“This was a great opportunity for me to start a small business. First I started going from house to house by foot. Then my husband joined me on a bicycle. We next bought a small three-wheeler and finally we started a small boutique in our house. My whole family is involved in our business now” An enterprising sales woman beams as she shares her short story about her long journey to prosperity.
A multinational company (MNC) in Sri Lanka decided to empower a group of rural women to be their ‘barefoot salesmen’. These women were provided with products on credit, trained on product attributes and basic selling techniques prior to launching this novel initiative. Two months later, when the company representatives met them, these women showed great promise in achieving the set targets, felt happy that they were making progress, but fell short in identifying what their profits were. The fact remained that the MNC didn’t quite assess the need gaps that had to be taken care of from the beneficiary’s point of view. Instead they focused more on the company objectives, initially.
However, once they understood the need to train, supervise, empower and hand hold the beneficiaries until they were steady on their own feet, the MNC went all out to train these women not just on financial management, but a myriad other business and social skills. Today, they are a force to reckon with and a noteworthy success story with 3500 women from 3500 villages (out of 14,000 villages in the country) benefiting from this social entrepreneurial initiative, making a much needed income for themselves. These women not only sell goods, but have taken leadership roles and act as change agents in their respective villages.
If social entrepreneurs (SE) are those who drive social innovation and transformation in various fields including education, health, environment and enterprise development, why then is this concept not flying?
Not having a clear mission for the project, reinvesting a majority share of the profits back to the project and not clearly mapping out the sustainability of the project before starting off on a journey of social entrepreneurship are some of the reasons why the concept hasn’t worked well in the context of ‘sharing prosperity’ in the broader agenda of ‘poverty reduction’.
I have come across three types of SEs. Those who knowingly exploit the less privileged, those who do not know how to innovate and transform the less privileged while making use of them and those who make a conscious effort to transform the underprivileged groups within a profitable business and financial frame work.
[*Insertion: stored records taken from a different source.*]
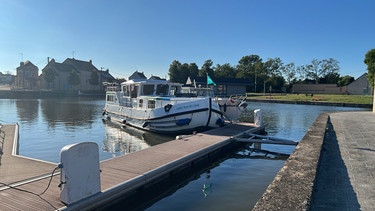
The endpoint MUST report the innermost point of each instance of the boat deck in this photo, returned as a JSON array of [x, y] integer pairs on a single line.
[[119, 175]]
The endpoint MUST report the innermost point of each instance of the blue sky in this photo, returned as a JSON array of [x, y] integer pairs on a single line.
[[147, 36]]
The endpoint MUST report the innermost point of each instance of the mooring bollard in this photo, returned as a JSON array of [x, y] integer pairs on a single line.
[[258, 117]]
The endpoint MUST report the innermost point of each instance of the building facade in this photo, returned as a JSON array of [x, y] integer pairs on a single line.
[[27, 76], [73, 75]]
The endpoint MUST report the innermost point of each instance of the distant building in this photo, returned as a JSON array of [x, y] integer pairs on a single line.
[[6, 78], [73, 74], [360, 86], [224, 86], [26, 76]]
There are proven best practices that can help make SE a sustainable business formula. The key is to help build capacity of the entrepreneurial partners to empower themselves. A genuine interest to transform the beneficiary’s financial and social status in the long term in a sustainable manner is an important attribute. Making the partnership truly equitable, sharing information and knowledge that would adequately empower the less advantageous partner, making sure adequate resources are available to support them with financial aid, technical and technological support, marketing and sales support are a few basic ingredients that can help develop this very self-fulfilling social transformation. Most important of it all is creating wider awareness about the value and gratification one can derive by getting involved in SE.
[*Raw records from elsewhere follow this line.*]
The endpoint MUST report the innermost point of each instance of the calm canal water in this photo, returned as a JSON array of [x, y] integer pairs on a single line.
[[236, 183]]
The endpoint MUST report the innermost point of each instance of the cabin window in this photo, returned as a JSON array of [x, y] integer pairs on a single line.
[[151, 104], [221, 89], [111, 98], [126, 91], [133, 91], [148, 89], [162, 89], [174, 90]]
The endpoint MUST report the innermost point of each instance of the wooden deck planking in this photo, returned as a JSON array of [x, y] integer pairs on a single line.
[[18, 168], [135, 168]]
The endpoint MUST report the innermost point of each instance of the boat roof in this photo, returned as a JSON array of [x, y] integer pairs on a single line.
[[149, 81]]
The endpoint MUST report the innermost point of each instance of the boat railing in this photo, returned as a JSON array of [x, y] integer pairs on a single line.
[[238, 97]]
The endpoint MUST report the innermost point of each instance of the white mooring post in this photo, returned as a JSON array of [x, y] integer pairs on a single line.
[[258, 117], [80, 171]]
Here is another such example that has proven the impact of a carefully planned and executed SE success story.
A well respected local private sector conglomerate has embarked on a very successful SE model as an important pillar of their Corporate Responsibility commitment. The model is designed to create wealth amongst rural youth in Sri Lanka. IT is the preferred tool in this instance for social innovation, since it’s the easiest platform to of build bridges between many diverse groups. At the outset the conglomerate partnered with a Not-for-Profit Foundation who designed the SE model which to date continues to provide oversight and mentoring for the rural associates. As owners of their own Business Process Outsourcing (BPO) companies in rural Sri Lanka, this particular SE model provides self-employment to groups of rural youth by processing the shared services work (such as reconciliation of invoices, checking of goods received notes, verifying of bank statements etc) outsourced by the conglomerate. They also diligently train their ‘rural associates’ in business management, leadership skills, financial management, team work and social skills. They have basically re-created their Colombo office environment in rural Sri Lanka which has brought unprecedented opportunities to these youth groups.
These associates not only earn money through this rural wealth creation concept, but also learn to run their own business as owners and shareholders of their BPO without migrating to the cities where their whole life style will have to undergo a complete change.
It is clear that SE works best when partners consider each other as equitable stakeholders with the least hierarchical divisions. It also helps if the notion of philanthropy is removed from the equation and replaced as a mutually beneficial business model between equal partners. Two way communications, transparent and accurate information sharing, financial goal setting, equitable profit sharing are some very important ingredients in making the philosophy of Social Entrepreneurship a success.
This is also a proven path to promote shared prosperity, the new outlook of the World Bank.